Varanasi Court to deliver verdict on clubbing half a dozen cases of Gyanvapi

30 November, 2022 | Vaishali Sharma

Gyanvapi National

A Varanasi court is likely to rule on Wednesday on the issue of grouping all the cases on the plea seeking worship rights for the 'Shivling' that the Hindu side claims to have discovered on the Gya...

A Varanasi court is likely to rule on Wednesday on the issue of grouping all the cases on the plea seeking worship rights for the ‘Shivling’ that the Hindu side claims to have discovered on the Gyanvapi mosque grounds.

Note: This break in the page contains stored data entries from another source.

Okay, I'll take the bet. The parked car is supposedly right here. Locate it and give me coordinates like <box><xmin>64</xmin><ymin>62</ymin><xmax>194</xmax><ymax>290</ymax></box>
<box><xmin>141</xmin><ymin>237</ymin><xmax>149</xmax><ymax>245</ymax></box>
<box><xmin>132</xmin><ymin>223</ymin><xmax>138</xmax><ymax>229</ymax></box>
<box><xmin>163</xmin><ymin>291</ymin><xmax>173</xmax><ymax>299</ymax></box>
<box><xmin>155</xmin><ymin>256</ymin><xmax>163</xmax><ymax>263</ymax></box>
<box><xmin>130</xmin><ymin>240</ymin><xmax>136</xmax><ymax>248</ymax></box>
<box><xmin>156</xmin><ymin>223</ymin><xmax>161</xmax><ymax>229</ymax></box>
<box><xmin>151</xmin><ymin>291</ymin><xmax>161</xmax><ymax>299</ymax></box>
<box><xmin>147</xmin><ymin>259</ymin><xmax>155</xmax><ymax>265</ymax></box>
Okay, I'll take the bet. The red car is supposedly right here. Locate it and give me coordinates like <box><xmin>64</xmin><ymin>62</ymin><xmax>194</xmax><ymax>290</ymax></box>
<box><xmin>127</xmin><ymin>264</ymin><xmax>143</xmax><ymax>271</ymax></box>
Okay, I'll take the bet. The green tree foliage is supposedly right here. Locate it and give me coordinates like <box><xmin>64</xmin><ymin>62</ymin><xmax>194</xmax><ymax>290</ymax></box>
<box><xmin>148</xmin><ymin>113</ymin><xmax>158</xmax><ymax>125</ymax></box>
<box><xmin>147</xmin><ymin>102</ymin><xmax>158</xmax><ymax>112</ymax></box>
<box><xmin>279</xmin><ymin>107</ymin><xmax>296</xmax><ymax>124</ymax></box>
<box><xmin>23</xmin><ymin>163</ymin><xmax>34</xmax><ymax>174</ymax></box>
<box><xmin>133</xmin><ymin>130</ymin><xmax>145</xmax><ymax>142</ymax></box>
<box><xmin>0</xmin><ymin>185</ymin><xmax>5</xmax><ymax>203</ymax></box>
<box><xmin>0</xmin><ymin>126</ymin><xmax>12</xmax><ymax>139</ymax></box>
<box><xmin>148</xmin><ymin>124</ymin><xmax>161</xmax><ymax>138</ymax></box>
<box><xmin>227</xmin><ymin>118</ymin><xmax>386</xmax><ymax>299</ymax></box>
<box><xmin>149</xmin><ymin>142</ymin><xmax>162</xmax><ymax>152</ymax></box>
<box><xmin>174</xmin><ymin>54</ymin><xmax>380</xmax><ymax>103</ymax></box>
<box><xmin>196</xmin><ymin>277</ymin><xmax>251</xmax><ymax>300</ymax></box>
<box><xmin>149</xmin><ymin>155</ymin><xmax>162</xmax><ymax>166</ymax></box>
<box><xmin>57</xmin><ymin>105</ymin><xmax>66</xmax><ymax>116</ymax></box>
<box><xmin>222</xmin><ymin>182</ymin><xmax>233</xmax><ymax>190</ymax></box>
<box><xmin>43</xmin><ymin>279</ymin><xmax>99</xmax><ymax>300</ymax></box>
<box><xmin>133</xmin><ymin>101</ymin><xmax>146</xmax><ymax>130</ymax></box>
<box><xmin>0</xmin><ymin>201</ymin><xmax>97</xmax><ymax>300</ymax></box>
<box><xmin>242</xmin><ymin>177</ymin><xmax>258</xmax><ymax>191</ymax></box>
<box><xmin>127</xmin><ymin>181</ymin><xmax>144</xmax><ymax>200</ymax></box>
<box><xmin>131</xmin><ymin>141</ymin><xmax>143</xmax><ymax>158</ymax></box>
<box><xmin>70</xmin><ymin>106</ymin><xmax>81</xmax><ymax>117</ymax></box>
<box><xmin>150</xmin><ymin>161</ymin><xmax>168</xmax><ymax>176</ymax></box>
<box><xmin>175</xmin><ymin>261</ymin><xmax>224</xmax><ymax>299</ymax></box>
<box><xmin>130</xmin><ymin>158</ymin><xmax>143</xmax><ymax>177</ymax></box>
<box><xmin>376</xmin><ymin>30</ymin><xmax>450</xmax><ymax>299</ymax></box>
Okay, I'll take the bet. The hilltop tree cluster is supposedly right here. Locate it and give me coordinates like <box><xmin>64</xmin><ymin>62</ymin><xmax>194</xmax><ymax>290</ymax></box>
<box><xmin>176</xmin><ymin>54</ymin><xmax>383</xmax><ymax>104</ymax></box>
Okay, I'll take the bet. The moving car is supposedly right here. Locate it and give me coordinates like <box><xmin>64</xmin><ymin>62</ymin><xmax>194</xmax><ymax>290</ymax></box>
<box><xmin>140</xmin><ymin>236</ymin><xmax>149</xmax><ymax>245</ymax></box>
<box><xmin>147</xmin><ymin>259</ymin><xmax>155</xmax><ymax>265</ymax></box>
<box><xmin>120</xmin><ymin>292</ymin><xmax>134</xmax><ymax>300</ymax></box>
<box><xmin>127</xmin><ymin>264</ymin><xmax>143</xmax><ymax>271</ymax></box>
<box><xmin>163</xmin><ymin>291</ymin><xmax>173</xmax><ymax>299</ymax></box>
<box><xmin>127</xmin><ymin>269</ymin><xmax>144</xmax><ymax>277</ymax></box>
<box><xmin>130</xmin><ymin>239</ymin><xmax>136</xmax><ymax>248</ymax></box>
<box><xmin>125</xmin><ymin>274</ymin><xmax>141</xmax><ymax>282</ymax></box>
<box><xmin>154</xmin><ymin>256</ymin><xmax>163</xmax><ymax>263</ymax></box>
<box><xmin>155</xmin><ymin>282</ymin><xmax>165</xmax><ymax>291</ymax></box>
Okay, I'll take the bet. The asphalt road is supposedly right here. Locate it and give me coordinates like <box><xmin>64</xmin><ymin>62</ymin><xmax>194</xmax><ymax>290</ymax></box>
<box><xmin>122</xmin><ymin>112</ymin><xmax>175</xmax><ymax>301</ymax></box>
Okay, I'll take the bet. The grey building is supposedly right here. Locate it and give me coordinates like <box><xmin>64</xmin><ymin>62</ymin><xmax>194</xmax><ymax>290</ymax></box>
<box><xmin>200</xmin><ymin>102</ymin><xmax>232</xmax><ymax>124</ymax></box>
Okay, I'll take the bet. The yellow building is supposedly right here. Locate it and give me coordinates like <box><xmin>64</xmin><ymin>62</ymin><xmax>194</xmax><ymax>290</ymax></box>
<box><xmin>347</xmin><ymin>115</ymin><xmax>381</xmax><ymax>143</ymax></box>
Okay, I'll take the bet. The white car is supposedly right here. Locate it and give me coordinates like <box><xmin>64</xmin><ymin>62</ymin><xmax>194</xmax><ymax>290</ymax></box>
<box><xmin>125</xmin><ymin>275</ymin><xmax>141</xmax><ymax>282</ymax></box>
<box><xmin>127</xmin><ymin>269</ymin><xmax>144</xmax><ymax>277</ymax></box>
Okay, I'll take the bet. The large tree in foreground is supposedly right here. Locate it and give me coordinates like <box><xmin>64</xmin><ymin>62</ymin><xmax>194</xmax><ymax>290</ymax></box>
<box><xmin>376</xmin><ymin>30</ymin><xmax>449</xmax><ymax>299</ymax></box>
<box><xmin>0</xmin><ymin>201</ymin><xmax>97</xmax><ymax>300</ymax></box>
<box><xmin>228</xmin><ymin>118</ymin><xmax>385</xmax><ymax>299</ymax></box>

After 2 p.m., the case will be heard in the district judge’s court.

During the Advocate Commissioner’s hearings in the Gyanvapi Masjid case in May, various additional instances involving the claimed Shivling discovered in the survey were also brought before the court.

Notably, more than a half-dozen cases on the Gyanvapi matter have been filed in court, with hearings taking place in several courts.

Now, the court will deliver a verdict on hearing many cases of one nature together.

The Supreme Court on November 11 had extended its earlier order to protect the area where the ‘Shivling’ was stated to be discovered at the Gyanvapi Mosque complex during the court survey.

During the previous hearings in the Varanasi court, it had refused to allow a “scientific investigation” of the purported ‘Shivling’.

The Hindu side had demanded carbon dating of the structure they claimed to be a Shivling found inside the Gyanvapi Mosque’s wazukhana.

However, the Muslim side said that the structure found was a ‘fountain’. The Hindu side had then submitted an application in the Varanasi District Court on September 22 that sought a carbon dating of the object they claimed to be ‘Shivling’.

The Hindu side said that they would approach the Supreme Court against the Varanasi court’s verdict refusing to allow a ‘scientific investigation’ of the purported ‘Shivling’, claiming to be found on the Gyanvapi mosque premises.

On September 29 hearing, the Hindu side demanded a scientific investigation of the ‘Shivling’ by the Archaeological Survey of India (ASI) and the carbon dating of ‘Argha’ and the area around it.

The Varanasi court said, “It would not be proper to order the survey of Archaeological Survey of India (ASI) and by giving such order the age, nature, and structure of the said Shivling is known, even this does not imply the possibility of a just solution”.

Advocate Vishnu Jain, representing the side in the Gyanvapi case, “Court has rejected our demand of seeking carbon dating. We’ll move to Supreme Court against this order and challenge it there. I cannot announce the date as of now, but we’ll soon challenge this order in Supreme Court.”

Another lawyer of the Hindu side Madan Mohan Yadav said, “Though the court has rejected the demand of seeking carbon dating, the option of going to the High Court is available and the Hindu side will place their point before the High Court as well.”

Referring to the order of May 17 of the Supreme Court, the Varanasi Court had said that “If the alleged Shivling is damaged by taking samples, then it will be in violation of the order of the Supreme Court”.

“If the Shivling is damaged, the religious sentiments of the general public can also get hurt”, the Varanasi Court had said.

After hearing both sides’ arguments, the court reserved the order in the Gyanvapi Mosque-Shringar Gauri case.